In data warehouse technology, a multiple dimensional view can be implemented by
ID: 3727824 • Letter: I
Question
In data warehouse technology, a multiple dimensional view can be implemented by a relational database technique (ROLAP), by a multidimensional database technique (MOLAP), or by a hybrid database technique (HOLAP).
a. Briefly describe each implementation technique.
b. For each technique, explain how each of the following functions may be implemented:
1. The generation of a data warehouse (including aggregation)
2. Roll-up
3. Drill-down
4. Incremental updating
c.
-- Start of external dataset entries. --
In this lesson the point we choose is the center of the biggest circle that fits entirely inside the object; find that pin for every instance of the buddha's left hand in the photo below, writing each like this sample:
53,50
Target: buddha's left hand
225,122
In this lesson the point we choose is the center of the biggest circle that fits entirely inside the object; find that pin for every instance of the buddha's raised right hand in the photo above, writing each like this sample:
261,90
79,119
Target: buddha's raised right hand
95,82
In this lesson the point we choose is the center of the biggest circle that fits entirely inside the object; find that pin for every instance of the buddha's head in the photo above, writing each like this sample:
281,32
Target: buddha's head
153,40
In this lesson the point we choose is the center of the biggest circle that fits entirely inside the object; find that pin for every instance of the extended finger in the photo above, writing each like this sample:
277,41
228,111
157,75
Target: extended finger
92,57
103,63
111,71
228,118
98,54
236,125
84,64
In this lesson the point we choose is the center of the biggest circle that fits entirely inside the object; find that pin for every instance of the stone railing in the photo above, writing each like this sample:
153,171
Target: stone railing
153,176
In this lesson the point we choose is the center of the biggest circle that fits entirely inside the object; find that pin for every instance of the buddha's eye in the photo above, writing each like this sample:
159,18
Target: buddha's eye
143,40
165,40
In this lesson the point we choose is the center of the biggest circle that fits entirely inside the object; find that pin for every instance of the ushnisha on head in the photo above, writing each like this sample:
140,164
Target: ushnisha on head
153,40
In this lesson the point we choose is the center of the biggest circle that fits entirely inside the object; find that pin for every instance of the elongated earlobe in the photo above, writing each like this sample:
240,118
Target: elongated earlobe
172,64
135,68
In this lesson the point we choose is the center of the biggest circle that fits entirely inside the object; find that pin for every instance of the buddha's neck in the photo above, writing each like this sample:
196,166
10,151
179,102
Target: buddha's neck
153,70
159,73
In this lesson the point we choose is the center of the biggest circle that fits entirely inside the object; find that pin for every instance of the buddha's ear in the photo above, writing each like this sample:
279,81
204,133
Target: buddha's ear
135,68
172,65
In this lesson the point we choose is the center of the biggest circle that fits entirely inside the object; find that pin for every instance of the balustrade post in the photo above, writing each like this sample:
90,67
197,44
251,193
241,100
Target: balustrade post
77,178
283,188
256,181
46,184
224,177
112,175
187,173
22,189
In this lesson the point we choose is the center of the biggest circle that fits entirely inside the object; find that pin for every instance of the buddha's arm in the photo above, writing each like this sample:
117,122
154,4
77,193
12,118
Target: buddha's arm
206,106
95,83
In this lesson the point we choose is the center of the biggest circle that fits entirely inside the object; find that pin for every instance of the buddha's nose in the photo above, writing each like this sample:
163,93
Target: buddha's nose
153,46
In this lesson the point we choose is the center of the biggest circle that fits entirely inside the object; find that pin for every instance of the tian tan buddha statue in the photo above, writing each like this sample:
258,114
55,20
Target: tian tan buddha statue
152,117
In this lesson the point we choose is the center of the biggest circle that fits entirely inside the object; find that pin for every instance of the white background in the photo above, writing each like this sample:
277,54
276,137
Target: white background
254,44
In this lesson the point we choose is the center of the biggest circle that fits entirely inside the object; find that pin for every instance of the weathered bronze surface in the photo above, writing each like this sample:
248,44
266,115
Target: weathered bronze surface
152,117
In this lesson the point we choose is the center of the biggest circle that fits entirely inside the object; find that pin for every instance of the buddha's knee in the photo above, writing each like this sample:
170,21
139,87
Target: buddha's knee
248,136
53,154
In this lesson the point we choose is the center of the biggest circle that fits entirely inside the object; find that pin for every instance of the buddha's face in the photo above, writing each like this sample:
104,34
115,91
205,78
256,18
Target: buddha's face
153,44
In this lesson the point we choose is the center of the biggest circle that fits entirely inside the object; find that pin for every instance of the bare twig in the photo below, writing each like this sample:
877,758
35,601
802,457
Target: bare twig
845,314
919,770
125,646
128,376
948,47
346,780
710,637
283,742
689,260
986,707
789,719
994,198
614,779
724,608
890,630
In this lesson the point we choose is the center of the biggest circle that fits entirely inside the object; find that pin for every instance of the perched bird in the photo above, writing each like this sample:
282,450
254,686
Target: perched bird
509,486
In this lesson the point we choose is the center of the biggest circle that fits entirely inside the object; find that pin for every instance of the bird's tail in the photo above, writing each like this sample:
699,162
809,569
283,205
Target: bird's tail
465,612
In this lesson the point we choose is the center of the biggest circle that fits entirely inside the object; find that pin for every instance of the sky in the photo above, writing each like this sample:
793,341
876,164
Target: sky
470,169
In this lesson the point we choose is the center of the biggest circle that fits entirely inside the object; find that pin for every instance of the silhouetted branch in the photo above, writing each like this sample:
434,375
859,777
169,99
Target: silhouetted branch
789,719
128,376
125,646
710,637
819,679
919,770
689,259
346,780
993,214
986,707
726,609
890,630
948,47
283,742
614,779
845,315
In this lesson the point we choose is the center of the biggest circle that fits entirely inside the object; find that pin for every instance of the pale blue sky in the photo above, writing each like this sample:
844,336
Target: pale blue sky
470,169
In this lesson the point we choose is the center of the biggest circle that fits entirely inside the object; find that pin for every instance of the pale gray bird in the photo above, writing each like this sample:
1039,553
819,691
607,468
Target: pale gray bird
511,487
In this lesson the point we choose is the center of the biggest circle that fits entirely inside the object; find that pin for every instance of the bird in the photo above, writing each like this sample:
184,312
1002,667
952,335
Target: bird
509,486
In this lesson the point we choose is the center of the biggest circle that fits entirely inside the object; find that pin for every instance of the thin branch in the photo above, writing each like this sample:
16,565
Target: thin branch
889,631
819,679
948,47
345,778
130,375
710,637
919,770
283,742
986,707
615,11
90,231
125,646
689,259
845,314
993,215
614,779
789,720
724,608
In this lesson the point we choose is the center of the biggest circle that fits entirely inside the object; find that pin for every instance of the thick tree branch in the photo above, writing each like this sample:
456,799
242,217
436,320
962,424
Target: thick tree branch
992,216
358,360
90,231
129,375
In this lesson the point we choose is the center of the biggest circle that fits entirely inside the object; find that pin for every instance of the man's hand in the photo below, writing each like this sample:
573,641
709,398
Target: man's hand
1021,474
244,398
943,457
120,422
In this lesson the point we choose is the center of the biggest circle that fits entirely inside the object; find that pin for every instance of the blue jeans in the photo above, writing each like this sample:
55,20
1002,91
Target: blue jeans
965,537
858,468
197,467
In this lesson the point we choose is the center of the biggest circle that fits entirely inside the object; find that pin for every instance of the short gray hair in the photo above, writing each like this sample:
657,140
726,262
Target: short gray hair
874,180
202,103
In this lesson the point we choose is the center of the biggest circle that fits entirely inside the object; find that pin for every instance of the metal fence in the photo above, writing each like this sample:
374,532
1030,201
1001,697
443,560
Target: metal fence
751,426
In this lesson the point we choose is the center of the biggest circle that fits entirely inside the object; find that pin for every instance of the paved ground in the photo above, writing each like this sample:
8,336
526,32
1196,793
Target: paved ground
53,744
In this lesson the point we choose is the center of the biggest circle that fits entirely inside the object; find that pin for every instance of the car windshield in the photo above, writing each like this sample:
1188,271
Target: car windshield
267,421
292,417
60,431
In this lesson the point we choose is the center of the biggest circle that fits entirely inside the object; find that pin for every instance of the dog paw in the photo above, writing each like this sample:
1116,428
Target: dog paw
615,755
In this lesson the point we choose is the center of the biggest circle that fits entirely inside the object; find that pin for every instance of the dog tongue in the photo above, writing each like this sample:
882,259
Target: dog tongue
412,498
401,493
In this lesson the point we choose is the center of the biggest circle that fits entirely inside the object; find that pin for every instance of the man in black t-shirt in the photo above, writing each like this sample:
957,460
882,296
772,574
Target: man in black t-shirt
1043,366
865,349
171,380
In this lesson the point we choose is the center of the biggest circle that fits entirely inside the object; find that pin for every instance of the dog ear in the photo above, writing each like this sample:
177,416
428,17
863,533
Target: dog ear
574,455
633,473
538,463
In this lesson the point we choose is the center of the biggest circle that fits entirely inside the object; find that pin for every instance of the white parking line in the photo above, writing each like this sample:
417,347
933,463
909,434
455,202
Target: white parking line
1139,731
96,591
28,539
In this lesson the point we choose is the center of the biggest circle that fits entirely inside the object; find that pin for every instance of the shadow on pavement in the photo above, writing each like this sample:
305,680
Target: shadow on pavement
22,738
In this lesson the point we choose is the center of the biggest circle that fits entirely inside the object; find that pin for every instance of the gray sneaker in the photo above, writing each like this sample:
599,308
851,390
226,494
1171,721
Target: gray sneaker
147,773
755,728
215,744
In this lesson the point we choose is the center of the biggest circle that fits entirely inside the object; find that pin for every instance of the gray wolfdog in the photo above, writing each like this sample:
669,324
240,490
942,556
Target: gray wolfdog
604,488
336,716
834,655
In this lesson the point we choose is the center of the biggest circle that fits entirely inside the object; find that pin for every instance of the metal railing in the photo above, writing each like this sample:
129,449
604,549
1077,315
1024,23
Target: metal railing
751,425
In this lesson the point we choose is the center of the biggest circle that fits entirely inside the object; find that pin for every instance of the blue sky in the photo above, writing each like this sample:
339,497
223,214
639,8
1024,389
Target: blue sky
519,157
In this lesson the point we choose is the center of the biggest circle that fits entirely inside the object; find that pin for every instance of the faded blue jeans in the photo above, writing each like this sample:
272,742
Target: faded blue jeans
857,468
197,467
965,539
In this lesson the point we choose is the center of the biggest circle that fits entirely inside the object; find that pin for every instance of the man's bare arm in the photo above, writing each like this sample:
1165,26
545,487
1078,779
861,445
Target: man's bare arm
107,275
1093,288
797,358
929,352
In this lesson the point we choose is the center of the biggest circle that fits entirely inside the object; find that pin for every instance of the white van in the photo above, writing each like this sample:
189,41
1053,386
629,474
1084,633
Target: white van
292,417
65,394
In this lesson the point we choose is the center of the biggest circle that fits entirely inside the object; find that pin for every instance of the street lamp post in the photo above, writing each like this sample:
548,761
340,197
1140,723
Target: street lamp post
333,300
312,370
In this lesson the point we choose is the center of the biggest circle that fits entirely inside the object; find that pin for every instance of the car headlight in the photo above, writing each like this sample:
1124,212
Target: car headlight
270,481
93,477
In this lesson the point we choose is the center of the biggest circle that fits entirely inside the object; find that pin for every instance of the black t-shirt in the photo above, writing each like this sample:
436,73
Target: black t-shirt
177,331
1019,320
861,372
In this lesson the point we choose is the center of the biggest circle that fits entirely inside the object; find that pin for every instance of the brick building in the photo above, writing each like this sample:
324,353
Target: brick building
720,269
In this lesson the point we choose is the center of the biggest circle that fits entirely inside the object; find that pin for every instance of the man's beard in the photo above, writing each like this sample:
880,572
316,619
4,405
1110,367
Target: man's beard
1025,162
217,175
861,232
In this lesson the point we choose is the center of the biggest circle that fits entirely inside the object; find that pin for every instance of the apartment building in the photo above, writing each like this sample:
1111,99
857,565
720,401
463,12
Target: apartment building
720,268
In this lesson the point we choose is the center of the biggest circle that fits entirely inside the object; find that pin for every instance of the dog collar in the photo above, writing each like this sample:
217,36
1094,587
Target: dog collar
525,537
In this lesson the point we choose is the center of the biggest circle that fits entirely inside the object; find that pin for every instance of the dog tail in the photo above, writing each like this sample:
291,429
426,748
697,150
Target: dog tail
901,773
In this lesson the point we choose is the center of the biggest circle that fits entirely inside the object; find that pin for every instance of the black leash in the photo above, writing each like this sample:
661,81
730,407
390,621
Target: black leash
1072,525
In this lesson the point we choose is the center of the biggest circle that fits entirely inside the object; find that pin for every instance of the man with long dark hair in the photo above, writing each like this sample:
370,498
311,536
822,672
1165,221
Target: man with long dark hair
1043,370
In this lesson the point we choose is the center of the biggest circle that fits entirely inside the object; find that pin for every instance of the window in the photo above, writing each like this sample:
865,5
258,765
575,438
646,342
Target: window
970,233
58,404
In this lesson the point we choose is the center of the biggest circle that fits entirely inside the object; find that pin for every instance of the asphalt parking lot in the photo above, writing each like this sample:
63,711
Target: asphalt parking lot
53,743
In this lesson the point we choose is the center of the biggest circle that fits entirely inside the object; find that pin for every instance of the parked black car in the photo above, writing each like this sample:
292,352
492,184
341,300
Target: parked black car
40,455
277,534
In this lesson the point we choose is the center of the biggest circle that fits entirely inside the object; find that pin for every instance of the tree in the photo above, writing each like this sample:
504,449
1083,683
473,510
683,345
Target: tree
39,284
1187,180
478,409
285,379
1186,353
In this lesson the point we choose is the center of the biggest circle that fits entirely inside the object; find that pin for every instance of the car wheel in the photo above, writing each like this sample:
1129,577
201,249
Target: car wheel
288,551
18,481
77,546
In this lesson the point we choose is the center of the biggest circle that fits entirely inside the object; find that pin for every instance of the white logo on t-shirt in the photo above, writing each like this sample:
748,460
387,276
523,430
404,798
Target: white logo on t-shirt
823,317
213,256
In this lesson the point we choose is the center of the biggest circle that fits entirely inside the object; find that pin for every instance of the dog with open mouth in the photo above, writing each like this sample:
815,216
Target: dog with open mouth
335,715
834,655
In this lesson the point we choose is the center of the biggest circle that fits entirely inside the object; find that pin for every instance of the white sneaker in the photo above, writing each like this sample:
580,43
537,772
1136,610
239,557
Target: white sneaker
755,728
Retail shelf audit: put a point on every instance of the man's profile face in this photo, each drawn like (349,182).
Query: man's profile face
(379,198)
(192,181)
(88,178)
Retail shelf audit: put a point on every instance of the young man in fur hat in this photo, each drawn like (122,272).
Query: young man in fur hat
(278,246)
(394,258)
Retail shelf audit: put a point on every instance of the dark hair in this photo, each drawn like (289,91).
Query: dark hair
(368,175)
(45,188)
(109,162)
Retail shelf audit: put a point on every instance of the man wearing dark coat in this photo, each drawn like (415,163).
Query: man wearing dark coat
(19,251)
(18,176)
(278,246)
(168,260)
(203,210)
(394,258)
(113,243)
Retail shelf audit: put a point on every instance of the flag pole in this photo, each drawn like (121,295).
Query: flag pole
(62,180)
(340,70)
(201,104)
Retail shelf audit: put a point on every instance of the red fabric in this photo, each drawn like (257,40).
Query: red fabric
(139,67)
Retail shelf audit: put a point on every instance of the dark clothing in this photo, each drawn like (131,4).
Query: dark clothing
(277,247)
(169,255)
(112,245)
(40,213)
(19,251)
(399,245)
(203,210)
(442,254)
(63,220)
Which implementation techniques do you prefer, and why?
Explanation / Answer
OLAP :
Online Analytical Processing is a class of tools which can exract and present multi-dimensional data from different points of view. OLAP structures the data in a heirarchal manner. OLAP functions include trend analysis, drilling-down, summarization of data and data rotation.
There are three types of OLAP:
1. ROLAP
2. MOLAP
3. HOLAP
1. ROLAP ( Relational OLAP servers):
These servers are found between relational back-end server and client front-end tools. They make use of RDBMSs or extended RDBMSs to store and manage warehouse data and uses OLAP middleware to fill in the gaps. ROLAP servers have the ability to optimize the all back end DBMSs, as well as deployment of aggregation navigation logic and other tools.
i. The generation of data warehouse(including aggregation)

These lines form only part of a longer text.